I can't help myself, the required semicolon at the end of each line in Dart programs keep hurting after writing for many years in Python, JS, Kotlin and Swift. I grew up semicolon-less with QBasic and learned semicolon since Delphi 1.0 and Java 1.0 but today, wanting as few noise on the screen as possible, they are hurting in my eyes.
I'm the author of the post and work on the Dart language. I spent a bunch of time last year trying to figure out a good way to make semicolons optional in Dart without breaking a lot of stuff.
Because of a handful of syntax quirks particular to Dart, it's really difficult. Most other languages that have optional semicolons were designed from the start to make them optional. Dart was not. On top of that it:
* Uses C-style variable declarations which means there's no keyword to indicate the start of a variable declaration.
* Likewise uses C syntax for function and even local function declarations.
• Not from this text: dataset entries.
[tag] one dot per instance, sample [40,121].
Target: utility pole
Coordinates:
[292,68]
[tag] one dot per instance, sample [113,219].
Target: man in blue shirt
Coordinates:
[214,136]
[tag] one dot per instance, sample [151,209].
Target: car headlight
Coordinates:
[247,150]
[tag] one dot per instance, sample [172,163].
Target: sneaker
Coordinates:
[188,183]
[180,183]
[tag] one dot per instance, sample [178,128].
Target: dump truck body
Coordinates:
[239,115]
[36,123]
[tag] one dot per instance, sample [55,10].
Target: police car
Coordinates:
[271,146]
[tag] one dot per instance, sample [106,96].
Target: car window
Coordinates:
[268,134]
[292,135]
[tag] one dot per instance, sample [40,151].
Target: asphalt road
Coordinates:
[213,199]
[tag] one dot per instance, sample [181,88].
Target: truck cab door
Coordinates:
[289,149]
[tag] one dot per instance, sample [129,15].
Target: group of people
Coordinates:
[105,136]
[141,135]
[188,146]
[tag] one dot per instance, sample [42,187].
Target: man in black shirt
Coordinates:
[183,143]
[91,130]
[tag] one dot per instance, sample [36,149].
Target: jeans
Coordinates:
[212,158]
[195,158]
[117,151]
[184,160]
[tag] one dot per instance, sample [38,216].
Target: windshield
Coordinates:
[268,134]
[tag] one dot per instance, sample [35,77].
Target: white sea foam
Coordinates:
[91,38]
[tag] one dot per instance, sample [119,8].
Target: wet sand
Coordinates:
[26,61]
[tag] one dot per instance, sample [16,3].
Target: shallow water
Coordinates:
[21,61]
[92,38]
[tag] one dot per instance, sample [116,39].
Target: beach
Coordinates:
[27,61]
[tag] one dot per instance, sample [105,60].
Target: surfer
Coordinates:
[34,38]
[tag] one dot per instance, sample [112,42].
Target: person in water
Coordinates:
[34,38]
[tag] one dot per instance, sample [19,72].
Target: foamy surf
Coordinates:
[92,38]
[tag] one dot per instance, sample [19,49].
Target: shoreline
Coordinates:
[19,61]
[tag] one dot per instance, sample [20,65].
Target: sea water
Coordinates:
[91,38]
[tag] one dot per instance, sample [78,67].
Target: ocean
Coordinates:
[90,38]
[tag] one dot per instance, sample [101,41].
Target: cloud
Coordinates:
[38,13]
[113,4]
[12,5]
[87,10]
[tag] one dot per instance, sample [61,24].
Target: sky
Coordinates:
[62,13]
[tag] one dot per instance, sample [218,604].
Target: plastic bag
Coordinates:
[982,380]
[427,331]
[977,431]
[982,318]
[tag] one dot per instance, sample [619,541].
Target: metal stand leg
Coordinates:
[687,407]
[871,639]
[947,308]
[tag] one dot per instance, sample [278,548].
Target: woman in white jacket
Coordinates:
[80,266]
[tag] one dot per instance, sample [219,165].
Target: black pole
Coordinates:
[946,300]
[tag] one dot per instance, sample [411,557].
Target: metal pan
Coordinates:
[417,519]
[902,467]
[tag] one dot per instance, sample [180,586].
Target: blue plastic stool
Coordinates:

Again no keyword marking the beginning of a function.
* Has complex syntax for things like function types which means a type annotation can be arbitarily long and may split over multiple lines.
* Has lots of "contextual keywords" that are not true reserved words but behave like them only in certain contexts.
* Has a rich syntax that overloads a lot of tokens to mean different things in different contexts. "{}" can be an empty map, empty set, empty block, empty function body, or empty lambda body.
All of that makes optional semicolons just really difficult. I haven't given up entirely. We have a thing now called "language versioning" that lets different Dart libraries target different specific versions of the language. That lets us evolve the language in nominally "breaking" ways without actually breaking existing code. (For example, this is how we will migrate the world to non-nullable types.)
That may give us a way to make other grammar simplifications that would then also let us make semicolons optional. But syntax changes like this are always difficult. People have very strong opinions about you changing their existing syntax under them, and the value proposition in return isn't super compelling.
There's an old saying, the best time to plant a tree is twenty years ago. The second best time is today.
Language syntax isn't always like that because the migration cost once you have a lot of extant code (and users) can just be too painful. The best time to make semicolons optional was twenty years ago. The next best time may be today, but it may just be never.
Could Dart use this solution, which Python uses and Oil shell now uses?
1. Newlines are significant tokens and they behave like semicolons (this is how shell is)
2. Within () [] {}, newlines are suppressed. The lexer has to recognize the matching pairs. (Oil added an expression language to shell which does this)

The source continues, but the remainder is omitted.